And be it remembered that the country to which I have referred lies not in any remote corner of the world, but close to the centres of trade and population in America, and within twelve days' journey of England. The "boom" in land, therefore, will be sharp and swift there. Of course, the possibility of these provinces being annexed to the States is a question of importance for the investor to consider, since the future value of property there hinges to some extent upon it. But this aside, the advance in the value of ranches will be rapid enough. Already it is treble that which it was six or seven years ago. Annexed or not annexed, at the rate that foreigners are now occupying the country, the power of the Mexican Government there will be merely nominal before long. The taxes levied by it are extremely light, and sensible settlers have absolutely no trouble with the officials; judicious investments there can hardly fail to prove profitable, therefore.

Whilst we have been discussing the fate of Northern Mexico, our waggon has made good its way to Smith's Wells, where a little adobe building of three small rooms was to be our shelter for the night.

Smith was an Englishman who had been settled for many years in the States, but had formerly served as steward on board one of the Transatlantic passenger steamers. He was rather amusing, inasmuch as, a great talker, he gave absolutely true, or at any rate matter-of-fact accounts of things, without using any of that pleasant varnish of fiction often adopted even by a whole community as if by mutual consent, in the discussion of open secrets of corruption, or the disgraceful conduct of affairs, public or otherwise. Smith called murderers murderers, thieves thieves, cowards cowards, and so forth; in fact, his ill manners were quite refreshing.

He was well informed on the subject of recent Apache wars (having held the post of packer, teamster, or something of the kind with the troops), and his histories of the battles, skirmishes, etc., that had taken place, compared with those currently accepted, were very laughable. They were particularly amusing inthe present instance, for Navajo Bill having been a "long-haired scout" in these campaigns, much of our information was derived from him. The Colonel and Joe took a malicious delight in leading Smith to narrate events, glowing descriptions of which we had already received from Bill. But the latter hero's equanimity was not to be disturbed by any matter so trivial as the direct controversion of his most brilliant yarns.

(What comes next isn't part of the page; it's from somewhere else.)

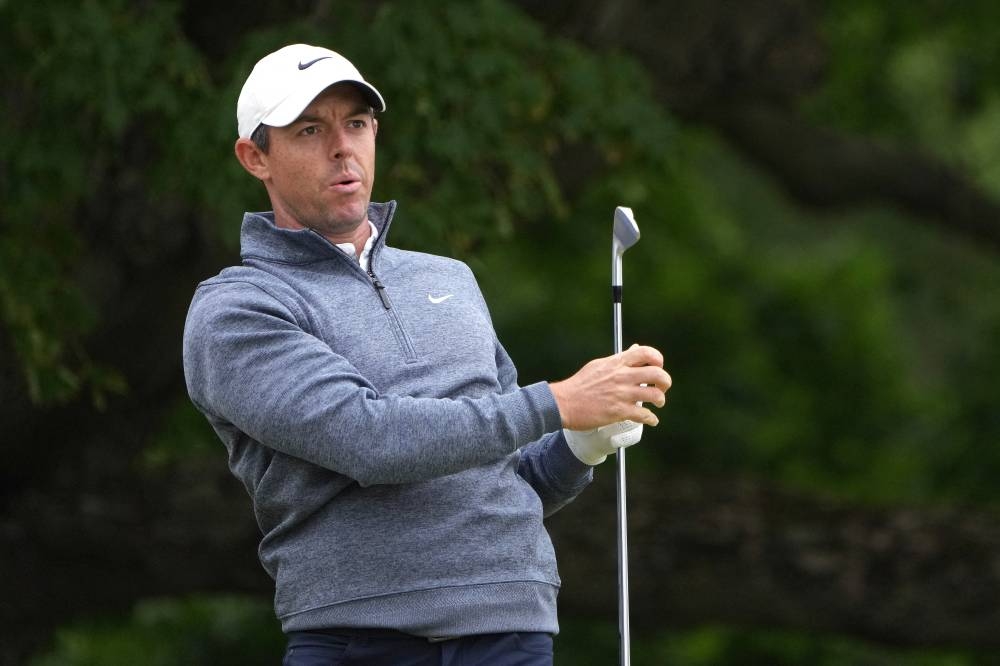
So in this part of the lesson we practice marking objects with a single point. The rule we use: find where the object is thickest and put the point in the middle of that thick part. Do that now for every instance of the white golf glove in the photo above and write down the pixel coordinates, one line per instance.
(593, 446)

When Smith incidentally remarked that he and Navajo had been twenty miles in the rear on the occasion of "a little skirmish with a few Indians,mostly squaws," which we had been taught to believe was a bloody and decisive battle, indissolubly connected with the glory of Navajo—a battle in which we had pictured him, or rather he had pictured himself, as careering through the awed forces of the enemy with the irresistible majesty of the cyclone—the Colonel's imperturbable valet merely shifted in his chair, smiled one of his own inimitable smiles, and added to the mirth by some quaint remark, without attempting to support his original tale.

We left on the following morning, and camped on the Boca Grande River after a thirty-mile drive. The Boca Grande ranch is a league broad, and follows thecourse of the river for thirty or forty leagues. The grass on it is mostly coarse, and since the soil is light and sandy, would trample out if heavily stocked. But the close proximity of the Southern Pacific Railway lends the ranch value, and its long stretch of water gives it control of a large extent of outside grazing, some of which is first-rate.

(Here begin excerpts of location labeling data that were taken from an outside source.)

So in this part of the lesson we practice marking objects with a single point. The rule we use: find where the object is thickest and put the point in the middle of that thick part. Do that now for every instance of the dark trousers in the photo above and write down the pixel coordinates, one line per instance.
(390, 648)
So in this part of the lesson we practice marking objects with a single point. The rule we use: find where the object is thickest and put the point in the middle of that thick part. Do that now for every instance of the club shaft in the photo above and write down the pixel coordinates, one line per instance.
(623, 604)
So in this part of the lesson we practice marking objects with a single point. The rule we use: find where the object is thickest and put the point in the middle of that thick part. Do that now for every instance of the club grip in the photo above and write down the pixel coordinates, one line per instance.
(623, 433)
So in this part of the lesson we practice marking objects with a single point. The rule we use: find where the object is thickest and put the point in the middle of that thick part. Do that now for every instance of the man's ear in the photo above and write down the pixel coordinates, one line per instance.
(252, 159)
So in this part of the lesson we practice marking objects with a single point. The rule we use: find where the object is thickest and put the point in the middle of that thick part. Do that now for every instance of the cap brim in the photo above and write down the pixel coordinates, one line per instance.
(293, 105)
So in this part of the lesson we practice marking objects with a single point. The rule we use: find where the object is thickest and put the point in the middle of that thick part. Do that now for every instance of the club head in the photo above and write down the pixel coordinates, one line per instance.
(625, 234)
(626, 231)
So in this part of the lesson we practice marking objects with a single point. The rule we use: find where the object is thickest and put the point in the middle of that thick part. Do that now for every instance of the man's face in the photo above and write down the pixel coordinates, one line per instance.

At this distance from its source the river does not flow uninterruptedly throughout the year, but during the dry season (winter and part of spring) shrinks and stands in a series of short canals and water-holes, where an ample supply of water is always to be found at every hundred yards or so. Here and there also a spring occurs, and the river flows permanently for a few hundred yards.

Another characteristic of certain rivers in this part of the world may as well be mentioned here. In places they sink, flow for some distance underground, and then rise again. The explanation given of this is, that the bed rock dips, the water filters through the loose surface soil and follows it, reappearing only when the natural fall of the country in the same direction brings the bed rock near the surface again, and the level of the water above it. Of course, in the wetseason there is a sufficient rainfall in most cases to fill these inequalities, and keep the bed bank-full.

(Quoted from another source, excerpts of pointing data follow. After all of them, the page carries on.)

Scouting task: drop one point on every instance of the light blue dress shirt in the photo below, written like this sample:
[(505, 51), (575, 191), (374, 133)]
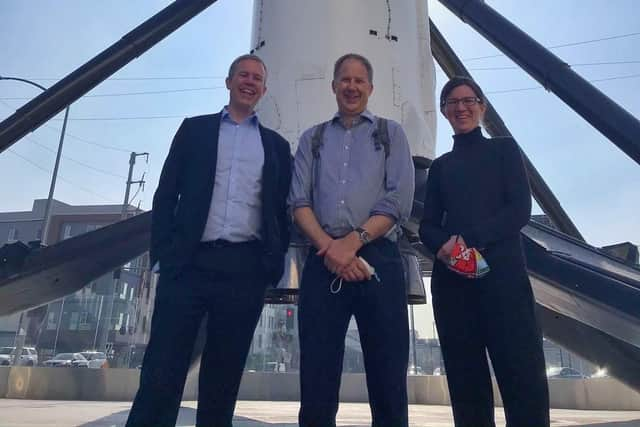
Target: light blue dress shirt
[(355, 180), (235, 213)]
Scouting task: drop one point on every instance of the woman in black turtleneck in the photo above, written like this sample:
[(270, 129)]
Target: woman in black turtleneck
[(479, 193)]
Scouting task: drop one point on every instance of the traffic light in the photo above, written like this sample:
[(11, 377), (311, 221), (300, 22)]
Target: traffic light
[(290, 318)]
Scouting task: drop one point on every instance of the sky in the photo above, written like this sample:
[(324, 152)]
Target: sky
[(44, 40)]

I have heard it argued that a dam sunk to the bed rock would have the effect of preserving a full head of water. But since the stream must inevitably pass these sinks sooner or later, and the only way to neutralise the ill effect of them is to fill them, it seems to me that one built where the water reappears would be equally effective and less expensive. But the matter requires study, and I am only justified in offering the most diffident suggestion.

FOOTNOTE:[38]It is needless, I presume, to warn the reader not to confuse this "Joe" with the cow-boy who appeared in the last sketch.

[38]It is needless, I presume, to warn the reader not to confuse this "Joe" with the cow-boy who appeared in the last sketch.

[38]It is needless, I presume, to warn the reader not to confuse this "Joe" with the cow-boy who appeared in the last sketch.

On the following day we drove into Ascension,—a small place of recent date. When New Mexico was taken over by the Americans, a body of Mexicans emigrated thence and settled here. Ascension bears little resemblance, therefore, to the ordinary Mexican town; it has no ruins, its population is increasing, it is growing in size—an altogether unparalleled state of things.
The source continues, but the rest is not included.